Early in March they announced that they were going to close all retail outlets and concentrate on online sales because they clearly felt that buyers didn’t need to touch and feel the car or drive it first. However, they do expect much of what the buyer wants to do will be done at the “delivery centre” aka a dealer! Things like finance and insurance – which is odd because if you are financing a car, you need that done before you commit to buying rather than when you pick it up.
Musk and his chums at Tesla consider the dealer network as old school, yet like any major purchase, most normal consumers want to get up and close with the product. They want to experience the product – in this case – sitting in it and taking it for a drive. When the announcement was made, it caused the stock to slide and one analyst reckoned that the move would cause the stock to skyrocket to $4,000 however in the last month it has dropped to $267 from $314!
Musk was quoted as saying that 82% of Model 3 sales were by people who never had a test drive and 78% of cars were ordered online although some of those may have been to a dealer or driven someone else’s prior to the purchase. That’s a surprising number of people who are perhaps making an irrational decision – why would anyone buy a product without reviewing it? This may have become an issue because Tesla have recently changed their contract to allow people to return the car within seven days if they don’t like it however they don’t release figures of the number of returns.
A few days ago Tesla surprised the market again by dropping online sales of the bottom of the range base Model 3, partly due to sluggish sales and partly to try and get people to buy a higher priced vehicle. The problem is compounded by the fact that the Federal Tax Credit was cut by 50% in January because deliveries had reached a threshold which meant that the Credit would start to slide in value.

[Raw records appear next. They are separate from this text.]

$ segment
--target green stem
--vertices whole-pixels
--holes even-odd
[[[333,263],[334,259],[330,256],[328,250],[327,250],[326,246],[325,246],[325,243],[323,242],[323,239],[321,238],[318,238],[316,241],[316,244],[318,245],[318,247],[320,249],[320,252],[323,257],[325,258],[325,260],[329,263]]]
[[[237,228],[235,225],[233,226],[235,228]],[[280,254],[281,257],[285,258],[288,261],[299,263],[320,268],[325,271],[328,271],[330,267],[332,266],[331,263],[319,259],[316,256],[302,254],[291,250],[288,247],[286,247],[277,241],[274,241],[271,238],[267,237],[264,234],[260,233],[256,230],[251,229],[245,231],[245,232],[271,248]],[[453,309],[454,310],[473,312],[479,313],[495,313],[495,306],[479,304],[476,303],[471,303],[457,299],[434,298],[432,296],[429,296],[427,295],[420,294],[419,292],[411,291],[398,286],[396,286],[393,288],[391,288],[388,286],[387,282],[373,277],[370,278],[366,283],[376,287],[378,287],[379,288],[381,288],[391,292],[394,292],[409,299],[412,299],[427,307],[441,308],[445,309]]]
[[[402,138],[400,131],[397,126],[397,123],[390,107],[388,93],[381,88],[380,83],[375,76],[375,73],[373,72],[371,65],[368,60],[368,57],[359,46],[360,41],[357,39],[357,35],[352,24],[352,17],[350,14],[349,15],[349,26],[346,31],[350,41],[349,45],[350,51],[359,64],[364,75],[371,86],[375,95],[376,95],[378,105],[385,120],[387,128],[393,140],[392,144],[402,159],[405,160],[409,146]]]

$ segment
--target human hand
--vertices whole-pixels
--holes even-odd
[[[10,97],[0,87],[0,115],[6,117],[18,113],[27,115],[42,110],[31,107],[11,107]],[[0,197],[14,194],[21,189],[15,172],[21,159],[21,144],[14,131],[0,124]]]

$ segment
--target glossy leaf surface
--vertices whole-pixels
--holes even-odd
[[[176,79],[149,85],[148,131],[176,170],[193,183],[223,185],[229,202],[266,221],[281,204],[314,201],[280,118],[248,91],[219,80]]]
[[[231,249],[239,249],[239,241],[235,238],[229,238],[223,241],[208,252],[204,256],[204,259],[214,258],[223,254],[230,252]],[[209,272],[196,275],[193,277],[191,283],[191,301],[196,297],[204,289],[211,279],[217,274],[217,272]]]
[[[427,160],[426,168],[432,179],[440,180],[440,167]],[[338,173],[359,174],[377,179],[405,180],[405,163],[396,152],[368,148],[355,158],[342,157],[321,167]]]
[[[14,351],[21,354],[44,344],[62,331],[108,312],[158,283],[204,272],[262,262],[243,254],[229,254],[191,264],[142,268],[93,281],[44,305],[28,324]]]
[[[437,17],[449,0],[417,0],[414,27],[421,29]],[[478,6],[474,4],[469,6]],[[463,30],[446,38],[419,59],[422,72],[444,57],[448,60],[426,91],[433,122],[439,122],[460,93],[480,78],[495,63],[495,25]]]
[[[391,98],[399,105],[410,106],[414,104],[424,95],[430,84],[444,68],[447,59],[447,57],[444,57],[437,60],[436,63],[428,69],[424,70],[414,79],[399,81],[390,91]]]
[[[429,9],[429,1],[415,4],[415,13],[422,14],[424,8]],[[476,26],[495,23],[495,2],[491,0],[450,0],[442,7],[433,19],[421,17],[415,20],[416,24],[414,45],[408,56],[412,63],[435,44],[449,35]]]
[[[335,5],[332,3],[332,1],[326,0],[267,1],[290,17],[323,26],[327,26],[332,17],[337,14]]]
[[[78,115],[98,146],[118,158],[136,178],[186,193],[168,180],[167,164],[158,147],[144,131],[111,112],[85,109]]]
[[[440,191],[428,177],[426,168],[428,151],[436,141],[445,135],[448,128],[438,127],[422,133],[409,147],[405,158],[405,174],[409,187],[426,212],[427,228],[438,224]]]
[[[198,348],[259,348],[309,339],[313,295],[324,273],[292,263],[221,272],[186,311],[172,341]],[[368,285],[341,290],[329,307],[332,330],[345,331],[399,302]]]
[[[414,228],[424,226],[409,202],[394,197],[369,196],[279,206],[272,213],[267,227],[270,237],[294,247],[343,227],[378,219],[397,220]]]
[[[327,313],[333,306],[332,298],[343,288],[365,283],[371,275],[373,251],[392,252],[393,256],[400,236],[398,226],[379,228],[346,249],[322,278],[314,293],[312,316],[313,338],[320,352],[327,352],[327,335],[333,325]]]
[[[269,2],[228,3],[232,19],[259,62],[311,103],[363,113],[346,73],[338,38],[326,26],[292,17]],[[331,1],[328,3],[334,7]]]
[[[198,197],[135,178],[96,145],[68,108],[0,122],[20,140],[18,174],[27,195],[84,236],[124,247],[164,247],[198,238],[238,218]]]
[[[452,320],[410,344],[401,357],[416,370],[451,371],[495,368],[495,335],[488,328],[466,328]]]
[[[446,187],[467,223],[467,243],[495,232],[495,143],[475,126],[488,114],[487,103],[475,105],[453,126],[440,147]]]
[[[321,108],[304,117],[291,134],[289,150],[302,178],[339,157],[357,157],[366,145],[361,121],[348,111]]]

All electric car manufacturers have the same problem, however a company such as Chevrolet or Jaguar can absorb the change whilst Tesla can’t – thanks to only selling electric vehicles.
You can still get the premium versions of the Model 3 however the no-frills version is gone. Musk thought that a $35,000 electric car would get buyers flocking to his retail outlets however it didn’t – although closing the retail outlets would a dumb idea if you wanted everyone to go to them! They also backtracked on many of the closures presumably because buyers actually did want to visit the outlet for a sticky-beak (a gander – or look around in real English!)
Another strategy that Tesla has adopted is the one that GM started when they bought Cruise Automation and one that SoftBank wanted when they dumped a chunk of change into Uber – an electric car based autonomous ride-sharing system. Tesla will lease you a car and then once the lease is up, it will end its life as a robo-taxi. Some industry experts wonder if this is viable because there would need to be a chunk of money handed over to the leasing company at the end of the lease and they wonder if Tesla has the cash to do this.
Tesla needs to sell cars in greater volumes with a much reduced tax credit that encouraged the early adopters. That means using traditional marketing methods to retain a positive message – you can only go so far online before there needs to be some physical contact, I call that the “Tinder Method”!
Tesla will need to attract ever larger numbers of buyers to keep the stock price up, the investors happy and the company relevant in the face of a hard charging herd of competitors.